La decepción y el ser humano

La decepción.

La decepción. / EP

Hay cosas que creemos eternas. No porque tengamos pruebas de su eternidad, sino porque las necesitamos así: fijas, sólidas, como columnas que sostienen el techo bajo el que vivimos. Les otorgamos esa condición sin preguntarles si están de acuerdo. Las convertimos en axiomas de nuestra realidad particular, en el suelo firme sobre el que construimos cada paso. Y entonces, un día, sin previo aviso o con demasiado, algo cede.

La decepción no es simplemente el dolor de que alguien nos falle. Es algo más profundo y más extraño: es el descubrimiento de que el mapa que usábamos para navegar el mundo estaba equivocado. Que el territorio nunca fue lo que creíamos. Y eso desorienta de una manera que va más allá del incidente concreto, más allá de la persona o la circunstancia que detonó la caída. Cuando algo inamovible se mueve, todo lo demás tiembla. Porque los pilares no sostienen solo la relación con esa persona o esa institución o esa idea: sostienen nuestra forma entera de entender lo que es real.

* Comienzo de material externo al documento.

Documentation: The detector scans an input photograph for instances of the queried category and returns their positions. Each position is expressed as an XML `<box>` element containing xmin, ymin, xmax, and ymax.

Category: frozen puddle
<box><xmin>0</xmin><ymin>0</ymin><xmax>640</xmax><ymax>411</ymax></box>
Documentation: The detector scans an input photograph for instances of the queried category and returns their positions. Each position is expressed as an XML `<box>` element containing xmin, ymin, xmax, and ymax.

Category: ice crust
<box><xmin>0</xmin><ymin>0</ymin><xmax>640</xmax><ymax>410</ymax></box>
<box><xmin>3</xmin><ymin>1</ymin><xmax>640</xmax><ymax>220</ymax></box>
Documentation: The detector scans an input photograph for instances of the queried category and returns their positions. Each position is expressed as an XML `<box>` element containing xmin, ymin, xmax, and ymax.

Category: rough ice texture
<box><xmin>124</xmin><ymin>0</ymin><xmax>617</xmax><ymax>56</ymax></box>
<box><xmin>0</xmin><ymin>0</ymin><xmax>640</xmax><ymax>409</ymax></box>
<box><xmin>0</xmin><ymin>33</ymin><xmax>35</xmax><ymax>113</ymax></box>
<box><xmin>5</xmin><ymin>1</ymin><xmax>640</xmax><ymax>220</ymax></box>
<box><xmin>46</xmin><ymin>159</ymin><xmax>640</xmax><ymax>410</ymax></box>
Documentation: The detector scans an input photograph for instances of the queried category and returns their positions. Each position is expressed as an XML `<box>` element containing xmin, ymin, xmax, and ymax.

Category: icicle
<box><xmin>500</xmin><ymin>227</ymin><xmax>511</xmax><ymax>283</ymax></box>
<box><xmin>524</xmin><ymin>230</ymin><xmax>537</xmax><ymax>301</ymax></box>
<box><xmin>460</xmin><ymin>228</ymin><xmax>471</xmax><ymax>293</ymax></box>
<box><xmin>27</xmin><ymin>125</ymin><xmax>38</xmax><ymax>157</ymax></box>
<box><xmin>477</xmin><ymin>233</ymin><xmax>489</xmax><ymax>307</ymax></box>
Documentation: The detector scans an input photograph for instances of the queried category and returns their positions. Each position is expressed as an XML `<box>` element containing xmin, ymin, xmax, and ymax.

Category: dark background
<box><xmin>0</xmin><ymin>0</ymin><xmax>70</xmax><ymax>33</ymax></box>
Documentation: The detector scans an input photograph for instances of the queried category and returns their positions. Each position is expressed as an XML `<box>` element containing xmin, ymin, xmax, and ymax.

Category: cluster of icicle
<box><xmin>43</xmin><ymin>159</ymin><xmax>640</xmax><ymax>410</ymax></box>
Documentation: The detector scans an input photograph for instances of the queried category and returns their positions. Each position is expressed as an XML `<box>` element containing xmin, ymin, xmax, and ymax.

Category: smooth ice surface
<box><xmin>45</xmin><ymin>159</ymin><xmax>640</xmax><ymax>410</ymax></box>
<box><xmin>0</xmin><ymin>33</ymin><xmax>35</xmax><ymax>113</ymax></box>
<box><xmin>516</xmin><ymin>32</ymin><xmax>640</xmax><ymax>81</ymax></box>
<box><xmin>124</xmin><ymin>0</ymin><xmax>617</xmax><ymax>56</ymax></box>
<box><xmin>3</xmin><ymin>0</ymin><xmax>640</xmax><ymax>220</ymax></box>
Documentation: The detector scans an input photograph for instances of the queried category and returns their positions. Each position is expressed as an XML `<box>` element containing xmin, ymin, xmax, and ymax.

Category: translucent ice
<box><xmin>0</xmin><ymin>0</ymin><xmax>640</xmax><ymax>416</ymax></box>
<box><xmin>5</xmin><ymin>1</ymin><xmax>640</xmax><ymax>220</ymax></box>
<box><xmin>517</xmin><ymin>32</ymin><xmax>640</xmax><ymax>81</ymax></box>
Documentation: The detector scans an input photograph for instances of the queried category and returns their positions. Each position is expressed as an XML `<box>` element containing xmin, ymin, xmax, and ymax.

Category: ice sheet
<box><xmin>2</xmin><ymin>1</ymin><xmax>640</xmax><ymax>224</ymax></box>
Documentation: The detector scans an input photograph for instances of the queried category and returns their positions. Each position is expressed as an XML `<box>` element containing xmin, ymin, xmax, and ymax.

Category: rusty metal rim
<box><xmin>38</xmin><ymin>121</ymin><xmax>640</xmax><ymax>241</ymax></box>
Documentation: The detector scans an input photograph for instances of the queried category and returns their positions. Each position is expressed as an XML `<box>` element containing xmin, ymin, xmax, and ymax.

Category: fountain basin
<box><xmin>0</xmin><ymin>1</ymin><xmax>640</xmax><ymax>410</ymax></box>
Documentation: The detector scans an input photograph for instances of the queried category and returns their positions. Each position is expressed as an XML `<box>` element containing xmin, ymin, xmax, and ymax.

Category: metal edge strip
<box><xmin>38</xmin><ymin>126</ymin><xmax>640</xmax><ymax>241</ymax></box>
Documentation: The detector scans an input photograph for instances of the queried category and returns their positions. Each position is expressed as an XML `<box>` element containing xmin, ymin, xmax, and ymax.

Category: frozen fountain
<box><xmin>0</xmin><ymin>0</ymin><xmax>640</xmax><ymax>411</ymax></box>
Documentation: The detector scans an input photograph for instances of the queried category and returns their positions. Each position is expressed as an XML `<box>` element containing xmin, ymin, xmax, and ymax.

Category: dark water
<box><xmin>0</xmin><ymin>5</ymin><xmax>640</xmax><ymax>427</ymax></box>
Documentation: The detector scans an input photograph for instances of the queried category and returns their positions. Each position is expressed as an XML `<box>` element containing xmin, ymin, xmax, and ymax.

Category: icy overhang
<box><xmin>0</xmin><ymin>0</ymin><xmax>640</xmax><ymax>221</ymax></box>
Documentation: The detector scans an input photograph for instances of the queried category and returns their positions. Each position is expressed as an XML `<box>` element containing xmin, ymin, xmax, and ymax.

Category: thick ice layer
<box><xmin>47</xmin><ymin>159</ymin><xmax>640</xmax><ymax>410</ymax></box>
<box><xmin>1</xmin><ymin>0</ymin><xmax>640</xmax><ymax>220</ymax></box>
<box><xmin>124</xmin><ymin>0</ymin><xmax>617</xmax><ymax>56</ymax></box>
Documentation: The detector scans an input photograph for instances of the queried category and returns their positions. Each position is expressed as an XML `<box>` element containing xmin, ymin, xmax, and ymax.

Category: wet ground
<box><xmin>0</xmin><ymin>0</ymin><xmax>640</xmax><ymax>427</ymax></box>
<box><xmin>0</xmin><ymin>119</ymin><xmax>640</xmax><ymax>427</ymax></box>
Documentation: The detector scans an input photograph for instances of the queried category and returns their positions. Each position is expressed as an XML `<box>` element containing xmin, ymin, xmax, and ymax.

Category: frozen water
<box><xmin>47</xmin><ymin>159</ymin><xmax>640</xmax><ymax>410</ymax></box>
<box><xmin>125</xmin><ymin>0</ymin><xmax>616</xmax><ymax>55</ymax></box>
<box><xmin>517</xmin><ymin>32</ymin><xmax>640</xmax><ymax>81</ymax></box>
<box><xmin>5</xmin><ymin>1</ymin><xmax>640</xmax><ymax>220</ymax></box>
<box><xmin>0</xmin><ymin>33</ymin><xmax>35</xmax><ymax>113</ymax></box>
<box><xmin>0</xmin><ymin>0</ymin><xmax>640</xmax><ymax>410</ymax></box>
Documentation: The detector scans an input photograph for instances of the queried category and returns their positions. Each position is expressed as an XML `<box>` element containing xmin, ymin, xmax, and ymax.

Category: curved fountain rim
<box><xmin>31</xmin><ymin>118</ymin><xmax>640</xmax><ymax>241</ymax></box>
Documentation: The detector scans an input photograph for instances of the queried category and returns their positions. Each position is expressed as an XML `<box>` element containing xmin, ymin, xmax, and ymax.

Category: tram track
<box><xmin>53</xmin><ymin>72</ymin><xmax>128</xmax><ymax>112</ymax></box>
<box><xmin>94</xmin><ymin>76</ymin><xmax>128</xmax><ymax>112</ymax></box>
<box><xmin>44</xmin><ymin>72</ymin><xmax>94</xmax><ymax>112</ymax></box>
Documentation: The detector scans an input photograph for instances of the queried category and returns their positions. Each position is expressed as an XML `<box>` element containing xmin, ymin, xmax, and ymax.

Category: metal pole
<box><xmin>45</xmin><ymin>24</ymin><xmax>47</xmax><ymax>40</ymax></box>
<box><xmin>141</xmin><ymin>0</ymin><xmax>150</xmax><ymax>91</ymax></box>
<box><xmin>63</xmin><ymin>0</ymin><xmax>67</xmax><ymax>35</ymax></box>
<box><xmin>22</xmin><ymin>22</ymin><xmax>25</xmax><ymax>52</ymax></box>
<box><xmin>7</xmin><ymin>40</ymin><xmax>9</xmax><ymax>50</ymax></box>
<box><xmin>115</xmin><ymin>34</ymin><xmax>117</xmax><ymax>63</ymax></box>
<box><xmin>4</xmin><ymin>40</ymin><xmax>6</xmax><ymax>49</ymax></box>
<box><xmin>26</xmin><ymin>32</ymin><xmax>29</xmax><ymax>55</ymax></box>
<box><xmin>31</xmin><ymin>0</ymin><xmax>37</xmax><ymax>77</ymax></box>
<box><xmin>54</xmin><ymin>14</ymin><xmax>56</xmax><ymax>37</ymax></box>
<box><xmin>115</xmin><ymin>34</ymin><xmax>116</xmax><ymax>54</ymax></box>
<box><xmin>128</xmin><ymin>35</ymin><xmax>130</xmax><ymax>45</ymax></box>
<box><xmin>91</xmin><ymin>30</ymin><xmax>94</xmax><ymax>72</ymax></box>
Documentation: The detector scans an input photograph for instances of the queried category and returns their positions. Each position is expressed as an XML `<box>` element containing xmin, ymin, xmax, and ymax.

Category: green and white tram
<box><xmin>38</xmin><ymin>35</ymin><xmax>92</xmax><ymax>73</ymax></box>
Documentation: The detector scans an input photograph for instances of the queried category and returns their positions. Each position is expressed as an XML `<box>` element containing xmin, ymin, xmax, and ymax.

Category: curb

Lo que nadie nos explica es que confiar es siempre un acto de valentía disfrazado de costumbre. Que cada vez que depositamos fe en algo o en alguien, estamos firmando un contrato con la vulnerabilidad. Lo hacemos de forma tan automática, tan cotidiana, que olvidamos el riesgo implícito. Confiamos en que la persona que amamos seguirá siendo quien creemos que es. Confiamos en que las instituciones que nos cobijan no esconden grietas detrás de su fachada. Confiamos en que el amigo que conocemos desde siempre no puede sorprendernos de esa manera. Y al confiar así, al entregar esa fe sin reservas, nos dejamos abiertos. Expuestos. Frágiles de una manera que solo se revela cuando llega el golpe.

Después del golpe viene el silencio extraño. El momento en que no sabemos cómo seguir porque el camino que conocíamos ya no existe. No es que estemos rotos exactamente, aunque a veces lo parezca. Es que estamos desorientados en un paisaje que reconocemos pero que ya no funciona igual. Las paredes siguen en pie, pero algo fundamental en su interior ha cambiado de naturaleza.

Y sin embargo, lo más perturbador de la decepción no es lo que destruye. Es lo que revela sobre nosotros: que a pesar de todo, seguimos siendo capaces de confiar. Que incluso conociendo el riesgo, incluso habiendo sentido ya este suelo quebrarse bajo los pies, volveremos a construir. Volveremos a llamar inamovible a algo. Volveremos a entregarnos.

Quizás la decepción no sea más que un fallo en la programación humana, o puede que solo sea eso que nos hace humanos.